Page 41 - En el corazón del bosque
P. 41
7. La marioneta de la señora Shields
Fue papá, mi padre, quien decidió que debíamos abandonar nuestra cómoda
casita junto al bosque e internarnos más en la espesura. Los árboles eran tan
viejos que le proporcionarían mejor material para los juguetes y marionetas que
tallaba todos los días, y le gustaba la idea de empezar de nuevo. Ese año, la vida
había cambiado tanto para nosotros que, cuando oímos hablar del pueblo —un
poco más allá del primero, justo pasado el segundo—, nos pareció el sitio
perfecto para empezar nuestra nueva vida.
Por entonces yo tenía sólo ocho años, pero no había llevado una vida
convencional. Verás, resulta que era un poco travieso, algo nada insólito en un
niño de mi edad, y era proclive a meterme en líos terribles. Siempre parecía
acabar conociendo a gente peculiar que pretendía llevarme por el mal camino.

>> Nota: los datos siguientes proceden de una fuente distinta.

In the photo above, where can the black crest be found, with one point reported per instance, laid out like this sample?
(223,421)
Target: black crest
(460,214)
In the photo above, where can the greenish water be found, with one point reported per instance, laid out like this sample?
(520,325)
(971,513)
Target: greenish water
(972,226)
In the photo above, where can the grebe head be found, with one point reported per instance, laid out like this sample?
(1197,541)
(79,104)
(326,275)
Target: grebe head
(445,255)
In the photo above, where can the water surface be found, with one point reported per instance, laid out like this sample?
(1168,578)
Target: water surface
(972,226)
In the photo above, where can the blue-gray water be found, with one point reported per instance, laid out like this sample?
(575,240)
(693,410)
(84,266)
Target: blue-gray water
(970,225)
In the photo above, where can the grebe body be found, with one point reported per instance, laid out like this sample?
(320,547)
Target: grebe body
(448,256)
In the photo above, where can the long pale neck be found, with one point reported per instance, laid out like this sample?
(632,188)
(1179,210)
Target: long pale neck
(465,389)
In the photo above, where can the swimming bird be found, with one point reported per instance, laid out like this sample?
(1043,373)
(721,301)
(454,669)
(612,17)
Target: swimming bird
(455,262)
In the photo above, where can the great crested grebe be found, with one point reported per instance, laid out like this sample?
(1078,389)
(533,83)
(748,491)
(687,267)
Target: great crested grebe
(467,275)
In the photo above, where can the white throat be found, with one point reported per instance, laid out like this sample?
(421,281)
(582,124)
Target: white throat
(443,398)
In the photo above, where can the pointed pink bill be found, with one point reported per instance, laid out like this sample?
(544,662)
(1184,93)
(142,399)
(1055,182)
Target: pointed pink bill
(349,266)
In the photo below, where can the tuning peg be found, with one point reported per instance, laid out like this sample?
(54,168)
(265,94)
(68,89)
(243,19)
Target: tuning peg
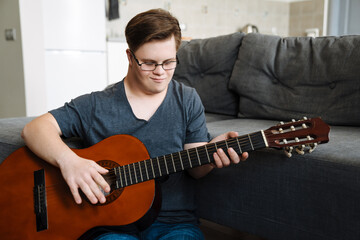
(288,151)
(312,147)
(300,150)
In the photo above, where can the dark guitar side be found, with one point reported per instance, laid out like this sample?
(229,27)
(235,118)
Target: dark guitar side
(66,219)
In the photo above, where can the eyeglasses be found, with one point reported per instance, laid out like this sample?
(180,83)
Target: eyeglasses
(151,66)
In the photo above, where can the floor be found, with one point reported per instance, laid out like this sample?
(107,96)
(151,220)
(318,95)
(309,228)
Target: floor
(213,231)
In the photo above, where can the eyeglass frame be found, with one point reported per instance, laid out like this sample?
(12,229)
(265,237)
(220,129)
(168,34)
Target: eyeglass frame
(156,64)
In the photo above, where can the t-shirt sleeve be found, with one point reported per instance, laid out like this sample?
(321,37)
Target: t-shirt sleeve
(74,118)
(196,130)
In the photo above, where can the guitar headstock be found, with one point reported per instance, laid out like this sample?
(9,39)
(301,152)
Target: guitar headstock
(299,134)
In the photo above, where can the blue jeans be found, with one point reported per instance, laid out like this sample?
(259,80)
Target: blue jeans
(160,231)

Era la clase de chaval que podía ir caminando por la calle en busca de una
botella de leche y encontrarse de pronto secuestrado en una feria ambulante, o
trabajando de criado para un villano. Cada vez que lograba escapar, le prometía
a papá que no volvería a salirme de la buena senda, pero tarde o temprano
acababa rompiendo la promesa. No es algo de lo que me sienta orgulloso, pero
era así y no puedo fingir lo contrario.
Cuando cumplí los ocho decidí ser buen chico y, para señalar ese cambio en
mi suerte, a papá le pareció buena idea empezar de nuevo en algún sitio en que
nadie nos conociera.
—Después de todo lo que ha pasado —dijo papá cuando me explicó su plan
—, creo que lo que necesitamos es un cambio. Empezaremos de cero.

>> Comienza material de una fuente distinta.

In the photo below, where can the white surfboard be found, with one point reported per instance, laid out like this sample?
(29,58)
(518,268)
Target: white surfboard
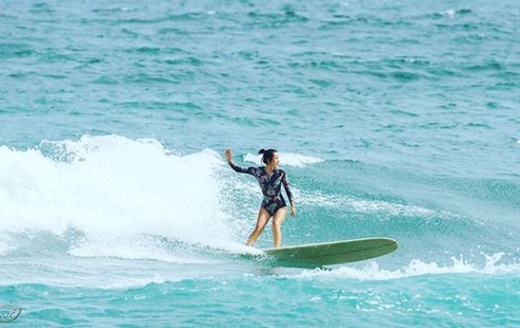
(331,253)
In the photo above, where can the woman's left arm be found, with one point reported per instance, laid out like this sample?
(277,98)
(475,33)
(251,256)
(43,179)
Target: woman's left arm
(286,185)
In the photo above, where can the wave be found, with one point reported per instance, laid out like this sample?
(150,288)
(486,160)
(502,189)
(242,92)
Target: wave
(417,268)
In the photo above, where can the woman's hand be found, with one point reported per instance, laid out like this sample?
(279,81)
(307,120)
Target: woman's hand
(229,156)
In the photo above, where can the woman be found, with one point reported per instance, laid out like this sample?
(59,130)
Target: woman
(273,205)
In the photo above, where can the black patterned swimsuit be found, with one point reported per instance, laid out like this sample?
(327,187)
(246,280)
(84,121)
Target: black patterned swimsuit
(271,186)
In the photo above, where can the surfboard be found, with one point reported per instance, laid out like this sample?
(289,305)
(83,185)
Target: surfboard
(9,313)
(331,253)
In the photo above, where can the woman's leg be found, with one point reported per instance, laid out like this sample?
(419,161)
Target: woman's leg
(278,218)
(261,221)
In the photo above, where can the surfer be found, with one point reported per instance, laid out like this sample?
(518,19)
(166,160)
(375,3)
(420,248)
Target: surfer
(270,178)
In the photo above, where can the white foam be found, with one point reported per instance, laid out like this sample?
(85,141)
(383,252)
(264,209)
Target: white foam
(115,187)
(372,271)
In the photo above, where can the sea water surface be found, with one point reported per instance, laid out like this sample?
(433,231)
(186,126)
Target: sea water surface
(396,119)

Así pues, una mañana, antes del amanecer, antes de que los perros
despertaran, antes de que el rocío dejase de caer sobre los campos,
emprendimos el viaje a través del bosque, sin pararnos a hablar con nadie por el
camino, y sólo nos detuvimos cuando llegamos a este pueblo.
Mi padre me preguntó si me parecía un buen sitio para echar raíces, y no
tuve que pensármelo.
—Sí —contesté—. Creo que sí.
La primera criatura que conocimos fue un joven burro que se había visto
distraído por nuestra llegada mientras comía hierba en la calle del pueblo y que,
tras engullir unos bocados más, se acercó a saludarnos.

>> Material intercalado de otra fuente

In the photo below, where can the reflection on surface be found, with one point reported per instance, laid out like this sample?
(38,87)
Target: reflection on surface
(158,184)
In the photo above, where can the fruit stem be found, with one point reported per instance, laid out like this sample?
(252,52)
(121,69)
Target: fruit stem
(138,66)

—Estáis pensando en mudaros aquí, ¿no? —preguntó, y parecía contento de
que un niño más o menos de su edad fuera a vivir cerca, alguien que podía
llevarlo de vez en cuando a cabalgar por los campos cercanos—. Os lo
recomiendo sinceramente. ¡Ji, jaaa! Vivo aquí con mi manada desde que nací.
Somos diez o doce, pero yo soy el mejor si os apetece galopar un poco. Corro
más que los demás. Nunca os dejaré caer. Y también soy mejor conversador.
¡Ji, jaaa! Supongo que no llevaréis encima unas salchichas, ¿no?